The use of legal mandates to improve adherence to community-based treatment among persons with serious mental illness is controversial. Little research has been conducted on consumers' attitudes toward involuntary outpatient commitment and other forms of mandated community treatment. Using a sample of 104 consumers with schizophrenia, Marvin S. Swartz, M.D., and his coauthors studied consumers' appraisals of the fairness and effectiveness of mandated community treatment and related pressures. These researchers were able to pinpoint a number of personal characteristics likely to lead a consumer to believe that he or she would benefit from various formal and informal treatment-adherence sanctions and to believe that such sanctions are imposed in the consumer's best interests (see page 780).

As parents who are caring for adult offspring with mental illness age, they become increasingly concerned about what will become of their offspring. Clearly, residential planning is an important issue for these families, but many families don't make plans. What determines how much residential planning families actually undertake? Gregory C. Smith, M.S., Ed.D., conducted a study to identify predictors of the extent of residential planning by applying the conceptual framework of the Double ABCX model of family coping and adaptation in a sample of 157 mothers of offspring with mental illness. The results suggest several steps that service providers can take to ensure that older parents of adults with mental illness plan adequately for the future—for example, encouraging them to recognize age-related changes in themselves that signal the need to plan for residential care (see page 804).

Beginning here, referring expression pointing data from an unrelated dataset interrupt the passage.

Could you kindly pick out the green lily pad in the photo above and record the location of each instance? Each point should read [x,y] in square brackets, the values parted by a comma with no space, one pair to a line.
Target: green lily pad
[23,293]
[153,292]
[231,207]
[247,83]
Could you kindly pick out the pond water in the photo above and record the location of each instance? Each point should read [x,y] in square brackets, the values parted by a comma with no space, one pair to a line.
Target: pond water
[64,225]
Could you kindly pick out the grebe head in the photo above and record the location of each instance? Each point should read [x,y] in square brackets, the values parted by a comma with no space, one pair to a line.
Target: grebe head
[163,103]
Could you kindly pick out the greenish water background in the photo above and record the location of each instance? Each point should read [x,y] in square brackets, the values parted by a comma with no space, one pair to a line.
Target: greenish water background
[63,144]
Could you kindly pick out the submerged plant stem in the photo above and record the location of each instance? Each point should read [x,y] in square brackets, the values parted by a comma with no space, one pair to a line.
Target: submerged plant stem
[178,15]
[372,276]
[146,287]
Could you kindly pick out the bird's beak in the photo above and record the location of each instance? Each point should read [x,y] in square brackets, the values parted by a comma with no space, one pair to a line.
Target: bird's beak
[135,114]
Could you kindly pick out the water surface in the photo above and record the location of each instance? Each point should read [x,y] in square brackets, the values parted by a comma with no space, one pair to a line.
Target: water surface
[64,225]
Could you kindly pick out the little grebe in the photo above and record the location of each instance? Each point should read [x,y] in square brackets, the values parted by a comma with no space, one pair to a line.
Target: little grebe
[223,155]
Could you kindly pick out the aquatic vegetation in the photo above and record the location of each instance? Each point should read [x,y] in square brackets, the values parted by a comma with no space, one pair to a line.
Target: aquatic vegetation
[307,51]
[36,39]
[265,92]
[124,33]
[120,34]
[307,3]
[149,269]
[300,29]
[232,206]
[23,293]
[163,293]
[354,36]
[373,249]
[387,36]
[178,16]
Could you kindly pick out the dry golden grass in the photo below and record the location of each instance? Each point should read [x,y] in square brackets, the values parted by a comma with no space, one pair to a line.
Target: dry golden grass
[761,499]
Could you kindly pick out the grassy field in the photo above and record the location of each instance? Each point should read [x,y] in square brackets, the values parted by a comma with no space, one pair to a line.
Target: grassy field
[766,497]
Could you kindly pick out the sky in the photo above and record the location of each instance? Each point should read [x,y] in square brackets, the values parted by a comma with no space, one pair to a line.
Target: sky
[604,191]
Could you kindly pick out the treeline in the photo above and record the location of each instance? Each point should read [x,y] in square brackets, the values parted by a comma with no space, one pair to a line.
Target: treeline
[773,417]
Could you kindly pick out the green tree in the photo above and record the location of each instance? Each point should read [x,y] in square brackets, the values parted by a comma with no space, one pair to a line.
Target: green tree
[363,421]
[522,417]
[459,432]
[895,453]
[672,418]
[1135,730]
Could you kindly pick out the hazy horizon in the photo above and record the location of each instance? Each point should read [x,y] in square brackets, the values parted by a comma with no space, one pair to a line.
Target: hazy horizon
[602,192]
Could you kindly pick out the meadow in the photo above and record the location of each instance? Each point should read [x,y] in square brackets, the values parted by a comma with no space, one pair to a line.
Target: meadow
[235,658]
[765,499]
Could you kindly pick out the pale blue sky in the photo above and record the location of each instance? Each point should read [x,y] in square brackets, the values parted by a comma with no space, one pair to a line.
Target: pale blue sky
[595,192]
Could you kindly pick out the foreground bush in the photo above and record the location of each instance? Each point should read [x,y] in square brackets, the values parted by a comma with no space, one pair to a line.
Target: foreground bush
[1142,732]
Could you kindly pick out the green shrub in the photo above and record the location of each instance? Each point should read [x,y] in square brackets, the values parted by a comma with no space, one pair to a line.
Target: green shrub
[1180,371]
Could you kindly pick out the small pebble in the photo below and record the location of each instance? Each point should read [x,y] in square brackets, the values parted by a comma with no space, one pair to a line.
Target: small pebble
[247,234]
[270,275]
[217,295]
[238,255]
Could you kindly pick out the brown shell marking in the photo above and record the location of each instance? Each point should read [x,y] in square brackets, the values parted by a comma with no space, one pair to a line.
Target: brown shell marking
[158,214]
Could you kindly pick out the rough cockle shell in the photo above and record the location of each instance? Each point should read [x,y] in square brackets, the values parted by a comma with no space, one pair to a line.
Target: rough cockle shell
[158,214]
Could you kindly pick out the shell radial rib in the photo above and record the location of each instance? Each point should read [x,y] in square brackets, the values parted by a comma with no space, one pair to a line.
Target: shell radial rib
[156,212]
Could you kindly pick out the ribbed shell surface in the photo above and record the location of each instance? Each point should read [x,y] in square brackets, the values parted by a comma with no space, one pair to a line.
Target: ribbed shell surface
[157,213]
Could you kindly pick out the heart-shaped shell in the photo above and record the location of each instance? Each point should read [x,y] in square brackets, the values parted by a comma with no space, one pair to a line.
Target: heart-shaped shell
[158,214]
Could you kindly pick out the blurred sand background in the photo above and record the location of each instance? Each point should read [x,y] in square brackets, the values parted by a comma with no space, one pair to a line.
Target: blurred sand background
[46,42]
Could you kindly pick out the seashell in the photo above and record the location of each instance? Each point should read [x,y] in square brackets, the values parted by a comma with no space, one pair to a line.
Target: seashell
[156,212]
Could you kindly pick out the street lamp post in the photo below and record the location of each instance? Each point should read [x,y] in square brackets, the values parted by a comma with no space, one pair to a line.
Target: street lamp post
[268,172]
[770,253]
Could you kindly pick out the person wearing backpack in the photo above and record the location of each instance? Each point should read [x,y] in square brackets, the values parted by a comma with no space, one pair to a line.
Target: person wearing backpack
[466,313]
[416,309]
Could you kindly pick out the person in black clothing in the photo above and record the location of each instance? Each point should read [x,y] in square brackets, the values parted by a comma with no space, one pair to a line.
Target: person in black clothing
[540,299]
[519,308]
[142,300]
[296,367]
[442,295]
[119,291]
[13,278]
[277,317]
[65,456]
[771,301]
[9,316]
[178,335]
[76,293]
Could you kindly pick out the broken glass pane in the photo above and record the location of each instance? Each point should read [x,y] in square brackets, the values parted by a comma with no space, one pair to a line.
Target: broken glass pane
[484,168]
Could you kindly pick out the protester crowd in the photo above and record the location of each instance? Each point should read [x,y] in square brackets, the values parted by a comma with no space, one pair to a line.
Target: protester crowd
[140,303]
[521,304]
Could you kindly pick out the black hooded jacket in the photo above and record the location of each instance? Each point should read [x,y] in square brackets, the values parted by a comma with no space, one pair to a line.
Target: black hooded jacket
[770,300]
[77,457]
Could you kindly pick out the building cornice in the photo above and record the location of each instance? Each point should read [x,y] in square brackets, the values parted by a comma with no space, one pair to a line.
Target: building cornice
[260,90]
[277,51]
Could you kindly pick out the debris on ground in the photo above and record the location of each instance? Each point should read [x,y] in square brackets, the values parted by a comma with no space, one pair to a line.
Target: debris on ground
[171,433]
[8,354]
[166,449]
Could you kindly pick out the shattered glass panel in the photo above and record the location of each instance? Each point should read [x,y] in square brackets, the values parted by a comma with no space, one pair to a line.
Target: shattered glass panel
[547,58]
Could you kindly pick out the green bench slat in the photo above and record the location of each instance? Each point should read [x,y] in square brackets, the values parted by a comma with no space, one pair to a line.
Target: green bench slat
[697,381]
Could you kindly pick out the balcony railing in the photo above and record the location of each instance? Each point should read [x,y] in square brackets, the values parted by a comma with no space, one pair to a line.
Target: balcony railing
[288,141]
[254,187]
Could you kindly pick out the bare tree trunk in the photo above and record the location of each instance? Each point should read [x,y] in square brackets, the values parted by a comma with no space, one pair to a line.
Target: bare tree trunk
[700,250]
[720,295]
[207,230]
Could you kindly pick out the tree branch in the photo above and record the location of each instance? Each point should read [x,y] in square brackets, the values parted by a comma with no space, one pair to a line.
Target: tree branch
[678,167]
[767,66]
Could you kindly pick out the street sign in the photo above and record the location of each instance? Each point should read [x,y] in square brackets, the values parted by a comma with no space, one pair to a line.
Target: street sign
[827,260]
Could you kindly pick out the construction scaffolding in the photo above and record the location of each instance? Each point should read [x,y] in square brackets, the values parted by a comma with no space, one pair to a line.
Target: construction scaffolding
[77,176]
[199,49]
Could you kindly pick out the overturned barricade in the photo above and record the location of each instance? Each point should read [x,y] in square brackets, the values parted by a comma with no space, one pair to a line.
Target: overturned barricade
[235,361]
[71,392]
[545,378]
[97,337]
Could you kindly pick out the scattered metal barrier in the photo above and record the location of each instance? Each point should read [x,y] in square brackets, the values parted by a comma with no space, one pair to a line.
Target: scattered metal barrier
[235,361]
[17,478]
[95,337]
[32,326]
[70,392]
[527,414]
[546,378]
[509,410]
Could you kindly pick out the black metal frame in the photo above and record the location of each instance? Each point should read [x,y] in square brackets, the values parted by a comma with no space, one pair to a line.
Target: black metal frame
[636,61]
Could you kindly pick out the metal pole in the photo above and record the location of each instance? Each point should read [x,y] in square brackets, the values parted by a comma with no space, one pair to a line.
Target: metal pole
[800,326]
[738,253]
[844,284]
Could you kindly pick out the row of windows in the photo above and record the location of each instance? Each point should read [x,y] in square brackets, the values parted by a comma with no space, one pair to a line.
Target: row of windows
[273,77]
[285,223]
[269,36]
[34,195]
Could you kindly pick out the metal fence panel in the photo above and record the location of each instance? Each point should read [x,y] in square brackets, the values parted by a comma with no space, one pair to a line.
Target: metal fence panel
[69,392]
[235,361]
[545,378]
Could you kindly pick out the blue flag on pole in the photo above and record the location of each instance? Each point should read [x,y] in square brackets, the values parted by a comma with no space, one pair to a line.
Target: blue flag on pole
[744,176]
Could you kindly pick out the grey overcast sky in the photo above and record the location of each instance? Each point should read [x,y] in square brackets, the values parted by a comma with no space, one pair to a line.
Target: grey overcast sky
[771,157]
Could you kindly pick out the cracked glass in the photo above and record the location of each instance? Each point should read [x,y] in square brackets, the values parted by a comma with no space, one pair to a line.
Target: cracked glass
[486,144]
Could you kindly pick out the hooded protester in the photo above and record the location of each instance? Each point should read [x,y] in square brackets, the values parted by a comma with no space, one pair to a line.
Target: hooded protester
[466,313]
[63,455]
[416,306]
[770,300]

Psychiatric advance directives have been one of the more promising innovations in recent years to give patients a greater say in their care. However, there have always been concerns that these directives could be used to preclude future treatment, particularly treatment with medications, even in the case of patients who become psychotic and are involuntarily hospitalized. As Paul S. Appelbaum, M.D., explains in this month's Law & Psychiatry column, a recent decision by the U.S. Court of Appeals for the Second Circuit, involving a Vermont woman with paranoid schizophrenia, has brought such concerns closer to reality. Dr. Appelbaum notes that although the Second Circuit's opinion applies directly to only Vermont and New York, this court is an influential one whose opinions may well be echoed in other circuits throughout the United States (see page 751).

•A program for reducing the use of physical restraint on three psychiatric units of a university hospital has demonstrated that certain aspects of staff training can ensure that hospitals meet their restraint-reduction goals (see page 818).

•The Economic Grand Rounds column proposes several cost-containment strategies in response to the latest round of increases in health care costs (see page 761).